POSTED: 1:05 pm MST April 13, 2007
UPDATED: 7:31 am MST April 16, 2007

KPHO was Arizona's first television station.

It was started by entrepreneurs John Mills, Rex Schepp, Dr. J.N. Harber and John Mullins.

The station placed its call letters on the cables on December 4, 1949 and soon handled all the major networks.

The first signal was transmitted from the Hotel Westward Ho in downtown Phoenix on Dec. 4, 1949. The hotel had a 240-foot steel tower on its roof; a 40-foot, one-and-a-half-ton antenna on top of the tower carried the broadcast to Valley television sets.

Its signal would eventually reach beyond the state, from Silver City, New Mexico to Blythe, California and from Page to Sonora, Mexico.

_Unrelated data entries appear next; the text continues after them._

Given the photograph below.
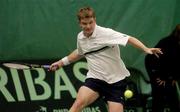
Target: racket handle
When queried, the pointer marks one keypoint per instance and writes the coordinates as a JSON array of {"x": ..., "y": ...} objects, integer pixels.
[{"x": 46, "y": 66}]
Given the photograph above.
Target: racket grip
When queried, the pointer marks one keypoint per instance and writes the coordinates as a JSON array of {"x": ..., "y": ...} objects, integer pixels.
[{"x": 46, "y": 66}]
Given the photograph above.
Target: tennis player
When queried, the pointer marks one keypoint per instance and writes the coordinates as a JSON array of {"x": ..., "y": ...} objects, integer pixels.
[{"x": 107, "y": 72}]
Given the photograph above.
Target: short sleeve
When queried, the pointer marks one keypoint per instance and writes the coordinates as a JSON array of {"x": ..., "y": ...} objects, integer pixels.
[{"x": 113, "y": 37}]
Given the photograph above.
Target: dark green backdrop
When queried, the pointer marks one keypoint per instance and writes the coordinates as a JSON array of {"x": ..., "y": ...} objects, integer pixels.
[{"x": 47, "y": 29}]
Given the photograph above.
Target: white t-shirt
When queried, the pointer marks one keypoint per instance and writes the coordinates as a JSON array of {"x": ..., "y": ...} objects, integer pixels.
[{"x": 106, "y": 64}]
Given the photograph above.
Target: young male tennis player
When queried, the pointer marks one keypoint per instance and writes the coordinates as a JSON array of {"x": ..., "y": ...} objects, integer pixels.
[{"x": 107, "y": 72}]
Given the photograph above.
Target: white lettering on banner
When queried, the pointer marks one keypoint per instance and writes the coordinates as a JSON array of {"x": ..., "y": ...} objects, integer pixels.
[
  {"x": 87, "y": 109},
  {"x": 38, "y": 81},
  {"x": 32, "y": 82},
  {"x": 67, "y": 87},
  {"x": 3, "y": 89},
  {"x": 17, "y": 84}
]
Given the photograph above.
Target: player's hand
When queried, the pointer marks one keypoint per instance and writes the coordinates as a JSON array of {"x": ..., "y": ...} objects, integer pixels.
[
  {"x": 161, "y": 82},
  {"x": 55, "y": 66},
  {"x": 155, "y": 51}
]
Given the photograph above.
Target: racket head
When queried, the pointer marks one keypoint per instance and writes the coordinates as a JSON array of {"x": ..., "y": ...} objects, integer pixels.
[{"x": 16, "y": 66}]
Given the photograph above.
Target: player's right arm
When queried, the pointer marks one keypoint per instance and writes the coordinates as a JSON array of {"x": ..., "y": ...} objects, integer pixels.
[{"x": 72, "y": 57}]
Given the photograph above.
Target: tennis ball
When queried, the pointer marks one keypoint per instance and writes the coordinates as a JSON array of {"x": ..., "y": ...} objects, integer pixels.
[{"x": 128, "y": 93}]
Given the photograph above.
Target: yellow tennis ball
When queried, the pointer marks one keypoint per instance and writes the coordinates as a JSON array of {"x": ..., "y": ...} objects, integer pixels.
[{"x": 128, "y": 93}]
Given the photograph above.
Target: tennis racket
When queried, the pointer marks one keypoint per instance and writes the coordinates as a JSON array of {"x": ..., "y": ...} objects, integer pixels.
[{"x": 22, "y": 66}]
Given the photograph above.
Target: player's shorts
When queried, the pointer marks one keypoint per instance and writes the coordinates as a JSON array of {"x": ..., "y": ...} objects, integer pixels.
[{"x": 109, "y": 92}]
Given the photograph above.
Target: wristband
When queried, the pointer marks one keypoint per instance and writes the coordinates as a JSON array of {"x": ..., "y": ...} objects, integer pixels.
[{"x": 65, "y": 61}]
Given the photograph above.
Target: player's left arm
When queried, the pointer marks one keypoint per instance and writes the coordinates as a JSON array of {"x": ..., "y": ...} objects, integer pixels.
[{"x": 138, "y": 44}]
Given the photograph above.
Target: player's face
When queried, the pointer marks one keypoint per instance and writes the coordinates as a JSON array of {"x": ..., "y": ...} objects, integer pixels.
[{"x": 88, "y": 25}]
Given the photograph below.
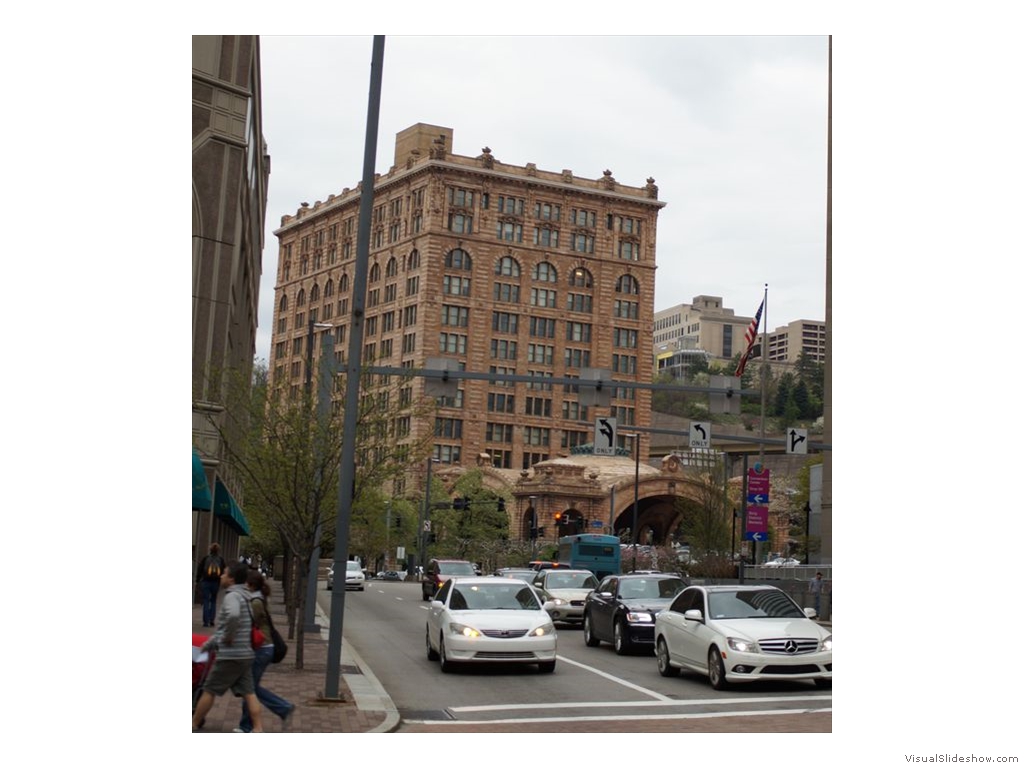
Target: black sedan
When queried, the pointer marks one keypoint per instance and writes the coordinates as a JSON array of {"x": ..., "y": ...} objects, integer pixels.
[{"x": 622, "y": 609}]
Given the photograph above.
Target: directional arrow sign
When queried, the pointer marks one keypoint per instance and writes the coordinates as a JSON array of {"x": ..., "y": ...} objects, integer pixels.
[
  {"x": 796, "y": 441},
  {"x": 700, "y": 434}
]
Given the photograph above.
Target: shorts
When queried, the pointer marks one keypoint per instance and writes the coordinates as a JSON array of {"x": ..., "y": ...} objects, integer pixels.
[{"x": 236, "y": 674}]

KPHO became the local affiliate for all four networks in operation at the time -- CBS, NBC, ABC and The Dumont Network.

For the first few months, the station signed on at around 4 p.m. each day and signed off between 10 p.m. to midnight.

Network programming would arrive at the station a couple of days before its scheduled broadcast in the form of kinescope films.

The first programs created by KPHO which were directed at children included "The Man From Planet X" and "The Lew King Show."

Meredith Broadcasting purchased KPHO in 1952.

By 1955, Channel 5 had become the Valley's premiere independent TV station -- and the only independent station.

KPHO boasted numerous credits in Arizona broadcasting history: the first station to telecast local live programs, the first to cover sports events with remote telecasts and the first station to telecast underwarter (why, we don't know).

Located at 631 N. 1st Avenue, the station consisted of three major components: sales, engineering and production.

The building also included KPHO radio offices. The radio studio was next door at The Westward Ho.

There were two production studios in the KPHO television building. The larger one was constantly being set, struck and re-set. The smaller one had permanent "hot" sets: news, weather, sports and "Cook's Corner" (a women's program hosted by Ruth Dunlop).

In the early days of 'It's Wallace?", the show took place in two corners of the studio known as 4A and 4B.

There was also a small studio across the alley from the main building where some of the show was filmed. This studio later became the carpenter shop.